Some conservatives have seized on Wednesday's shooting of Republican Rep. Steve Scalise and three others as the latest example of what they see as rising political violence from the left. Fox News' Sean Hannity accused Democrats of "dehumanizing" Republicans, and the right-leaning Washington Times ran an editorial by a Tea Party activist that called leftist protests "the first skirmishes of the second American civil war."
But those who track extremism say that while there are a few far-left groups that raise red flags, their numbers remain small.
Much of the conservatives' anger has been aimed at "Antifa" — short for "anti-fascists." Antifa are loosely affiliated groups of mostly young people, mainly on the West Coast but spreading around the country.
They dress in black and wear masks when they confront right-wing groups; in the past few months there have been clashes or confrontations in Berkeley, Calif.; Portland, Ore.; and, just this week, on the campus of Evergreen State College, in Olympia, Wash.
"The moment we got here, they started throwing rocks," says Joe Allen, one of the right-wing protesters who descended on the college Thursday to challenge what they see as its leftist ideology. They were met by a large number of the masked, black-clad counterprotesters. Allen says the Antifa have been harassing Trump supporters since Election Day.
"That night we went to downtown Portland to see what everything was like, and we got stuck on the bridge because [the Antifa were] stopping all traffic, hitting cars, jumping on cars, asking people, 'Who did you vote for?' "
A heavy presence of police in riot gear kept the confrontation at Evergreen State from escalating. The leader of the conservative protesters and the "Patriot Prayer" movement, Joey Gibson, was slightly injured — he said someone threw a can at his head. He later found his tires slashed. Witnesses say masked counterprotesters did it.
Antifa rarely talk to reporters and rarely give their names, at least not while wearing masks. But in online discussions they say the far-right activists are being disingenuous. They point to what they regard as the racism and white supremacist ideology of the other side.
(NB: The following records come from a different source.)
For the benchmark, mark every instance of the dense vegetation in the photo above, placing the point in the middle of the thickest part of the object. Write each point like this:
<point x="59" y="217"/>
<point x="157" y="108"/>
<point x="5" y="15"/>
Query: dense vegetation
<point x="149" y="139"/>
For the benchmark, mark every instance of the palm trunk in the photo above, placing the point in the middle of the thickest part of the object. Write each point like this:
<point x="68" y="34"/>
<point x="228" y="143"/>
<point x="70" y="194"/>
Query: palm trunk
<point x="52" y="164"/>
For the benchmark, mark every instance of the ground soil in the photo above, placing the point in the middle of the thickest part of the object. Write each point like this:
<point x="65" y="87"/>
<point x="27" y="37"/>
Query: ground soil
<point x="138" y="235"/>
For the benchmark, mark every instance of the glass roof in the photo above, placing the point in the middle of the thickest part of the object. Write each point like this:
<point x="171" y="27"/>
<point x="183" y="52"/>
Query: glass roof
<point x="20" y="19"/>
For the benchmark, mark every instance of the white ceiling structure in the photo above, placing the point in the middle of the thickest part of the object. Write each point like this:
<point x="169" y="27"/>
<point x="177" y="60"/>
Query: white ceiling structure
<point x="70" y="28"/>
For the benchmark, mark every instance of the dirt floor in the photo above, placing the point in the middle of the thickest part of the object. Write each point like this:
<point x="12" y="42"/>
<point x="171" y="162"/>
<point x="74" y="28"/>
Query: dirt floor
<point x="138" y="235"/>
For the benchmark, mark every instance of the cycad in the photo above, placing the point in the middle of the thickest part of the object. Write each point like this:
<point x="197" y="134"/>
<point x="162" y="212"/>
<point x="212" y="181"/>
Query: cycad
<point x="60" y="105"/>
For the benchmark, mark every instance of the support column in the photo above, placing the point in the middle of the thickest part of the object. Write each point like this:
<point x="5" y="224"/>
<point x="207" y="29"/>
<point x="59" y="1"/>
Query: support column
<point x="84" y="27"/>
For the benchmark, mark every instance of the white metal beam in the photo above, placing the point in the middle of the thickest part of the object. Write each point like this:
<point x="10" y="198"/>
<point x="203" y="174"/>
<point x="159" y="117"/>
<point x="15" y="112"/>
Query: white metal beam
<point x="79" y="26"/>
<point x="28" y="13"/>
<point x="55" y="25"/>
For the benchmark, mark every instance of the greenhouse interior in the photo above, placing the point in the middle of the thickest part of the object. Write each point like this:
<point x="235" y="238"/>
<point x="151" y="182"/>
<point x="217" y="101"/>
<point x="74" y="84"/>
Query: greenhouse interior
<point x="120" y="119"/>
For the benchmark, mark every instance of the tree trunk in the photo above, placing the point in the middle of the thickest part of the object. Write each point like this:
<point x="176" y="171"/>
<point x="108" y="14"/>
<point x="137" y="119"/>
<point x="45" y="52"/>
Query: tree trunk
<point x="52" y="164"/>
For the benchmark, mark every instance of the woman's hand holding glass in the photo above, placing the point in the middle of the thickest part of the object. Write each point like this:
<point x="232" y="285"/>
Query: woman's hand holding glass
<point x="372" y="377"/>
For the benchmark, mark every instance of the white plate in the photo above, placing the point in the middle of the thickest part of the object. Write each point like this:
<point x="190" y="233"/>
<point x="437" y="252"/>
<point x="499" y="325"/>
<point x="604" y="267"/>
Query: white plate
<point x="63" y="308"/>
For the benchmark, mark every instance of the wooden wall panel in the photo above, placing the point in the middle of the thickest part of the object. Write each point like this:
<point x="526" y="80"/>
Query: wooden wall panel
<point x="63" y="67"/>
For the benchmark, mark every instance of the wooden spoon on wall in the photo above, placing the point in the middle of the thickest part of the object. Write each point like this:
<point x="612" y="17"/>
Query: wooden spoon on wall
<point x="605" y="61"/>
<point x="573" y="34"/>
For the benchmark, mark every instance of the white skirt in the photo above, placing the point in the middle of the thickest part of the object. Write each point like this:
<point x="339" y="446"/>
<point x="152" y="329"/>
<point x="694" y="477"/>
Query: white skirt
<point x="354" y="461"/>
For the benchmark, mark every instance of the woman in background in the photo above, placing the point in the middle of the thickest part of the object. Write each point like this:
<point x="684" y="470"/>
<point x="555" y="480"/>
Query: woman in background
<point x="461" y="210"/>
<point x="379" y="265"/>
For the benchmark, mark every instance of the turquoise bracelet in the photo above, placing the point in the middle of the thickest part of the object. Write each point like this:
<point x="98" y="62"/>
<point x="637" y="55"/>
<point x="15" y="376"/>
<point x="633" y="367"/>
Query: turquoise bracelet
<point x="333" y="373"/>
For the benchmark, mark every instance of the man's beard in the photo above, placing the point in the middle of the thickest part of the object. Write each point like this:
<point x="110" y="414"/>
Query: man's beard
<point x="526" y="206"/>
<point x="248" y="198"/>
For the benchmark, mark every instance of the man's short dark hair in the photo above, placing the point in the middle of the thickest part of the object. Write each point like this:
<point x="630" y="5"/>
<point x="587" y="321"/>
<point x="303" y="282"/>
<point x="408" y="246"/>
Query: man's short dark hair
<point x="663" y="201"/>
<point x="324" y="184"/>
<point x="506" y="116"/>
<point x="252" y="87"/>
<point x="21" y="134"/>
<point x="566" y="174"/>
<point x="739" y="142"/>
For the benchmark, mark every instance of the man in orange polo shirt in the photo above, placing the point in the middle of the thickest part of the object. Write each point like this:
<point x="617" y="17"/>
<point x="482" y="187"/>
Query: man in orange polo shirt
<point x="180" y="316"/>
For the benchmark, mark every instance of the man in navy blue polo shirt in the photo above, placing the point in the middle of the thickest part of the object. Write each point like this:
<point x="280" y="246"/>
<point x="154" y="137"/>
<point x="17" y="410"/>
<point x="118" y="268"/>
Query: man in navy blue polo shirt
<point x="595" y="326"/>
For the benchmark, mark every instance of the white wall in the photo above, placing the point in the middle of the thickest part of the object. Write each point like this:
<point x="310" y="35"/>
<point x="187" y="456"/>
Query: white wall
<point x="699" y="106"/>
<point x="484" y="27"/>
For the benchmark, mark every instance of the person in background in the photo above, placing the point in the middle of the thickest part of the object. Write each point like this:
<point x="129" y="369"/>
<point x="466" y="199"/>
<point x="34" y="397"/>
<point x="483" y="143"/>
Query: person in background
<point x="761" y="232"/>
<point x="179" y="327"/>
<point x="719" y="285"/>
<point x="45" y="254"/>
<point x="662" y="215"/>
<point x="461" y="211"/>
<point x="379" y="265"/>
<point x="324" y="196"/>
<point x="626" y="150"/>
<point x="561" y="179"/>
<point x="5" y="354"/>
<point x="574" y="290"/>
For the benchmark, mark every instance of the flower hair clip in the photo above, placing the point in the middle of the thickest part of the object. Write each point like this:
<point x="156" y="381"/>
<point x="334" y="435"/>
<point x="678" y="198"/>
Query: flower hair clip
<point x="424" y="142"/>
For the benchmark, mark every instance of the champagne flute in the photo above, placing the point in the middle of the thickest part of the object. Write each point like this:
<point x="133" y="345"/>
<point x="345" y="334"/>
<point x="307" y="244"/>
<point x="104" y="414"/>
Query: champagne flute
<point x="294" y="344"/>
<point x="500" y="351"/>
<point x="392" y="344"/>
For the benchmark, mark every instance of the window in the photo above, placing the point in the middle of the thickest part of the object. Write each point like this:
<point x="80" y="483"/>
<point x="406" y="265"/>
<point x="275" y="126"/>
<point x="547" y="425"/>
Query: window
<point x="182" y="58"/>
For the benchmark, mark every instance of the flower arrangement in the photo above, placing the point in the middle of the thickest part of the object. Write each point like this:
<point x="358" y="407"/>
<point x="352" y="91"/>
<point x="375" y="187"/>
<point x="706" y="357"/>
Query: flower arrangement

They say groups such as Gibson's only pretend to be interested in peaceful political protest and would attack minorities or leftists, given the chance.
"People are desperate," says one masked counterprotester, a student at Evergreen State who gave his name as Felix. "They see the government turning back to regressive Reaganomics and racist undertones and rhetoric, so once they start kicking 25 million people off health care, then you're going to start seeing riots."
The idea that some on the far left are openly condoning violence is a red flag for extremist group monitors.
"This is a dangerous game; people are going to die. No one's died yet, but it's just a matter of time," says J.J. McNabb, an expert on political extremism at George Washington University.
McNabb says white supremacists and neo-Nazis are widely condemned — and deservedly — for their violent tendencies. But she says the Antifa shouldn't get a pass on their violence just because they oppose white supremacists.
"These guys are odious, [but] attack them with words. Don't come in with sticks and nails in them," she says.
Antifa are not new. They're a latter-day version of the anarchists and "black bloc" groups who, over the years, have often challenged police and broken windows during May Day protests in Seattle and Portland. Their membership is hard to track, but it appears to be expanding beyond the West Coast. They are also embracing other leftist causes beyond just fighting white supremacists.
Still, their numbers are tiny in relation to the mainstream political left. And, say experts, it's misleading for right-wing groups to suggest that the Antifa are more violent than right-wing extremists.
"The far left is very active in the United States, but it hasn't been particularly violent for some time," says Mark Pitcavage, a senior research fellow at the Anti-Defamation League's Center on Extremism.
He says the numbers between the groups don't compare.
"In the past 10 years when you look at murders committed by domestic extremists in the United States of all types, right-wing extremists are responsible for about 74 percent of those murders," Pitcavage says.
You have to go back to the 1970s to find the last big cycle of far-left extremism in the U.S. Both Pitcavage and McNabb say we have been in a predominantly far-right extremist cycle since the 1990s — the abortion clinic bombings and Oklahoma City, for example. And, more recently, racially motivated attacks such as the one at a Sikh temple in Wisconsin, the mass shooting at a black church in Charleston, S.C., and last month's stabbings on a commuter train in Portland.
Still, Pitcavage says Wednesday's shooting attack on Republican members of Congress is a warning sign. He is especially concerned because the shooter apparently was not particularly extreme in his political ideas; his views were seemingly in the mainstream left.
"One act does not a trend make," Pitcavage wrote after the shooting attack. "But I am concerned that, in this highly polarized and divided society, more people who have stances that fall within the mainstream, on the left and right alike, may consider political violence an attractive option."
Domestic terrorism experts say that concern is only heightened by the fact that the line between what's considered mainstream and what's considered fringe is becoming increasingly blurred.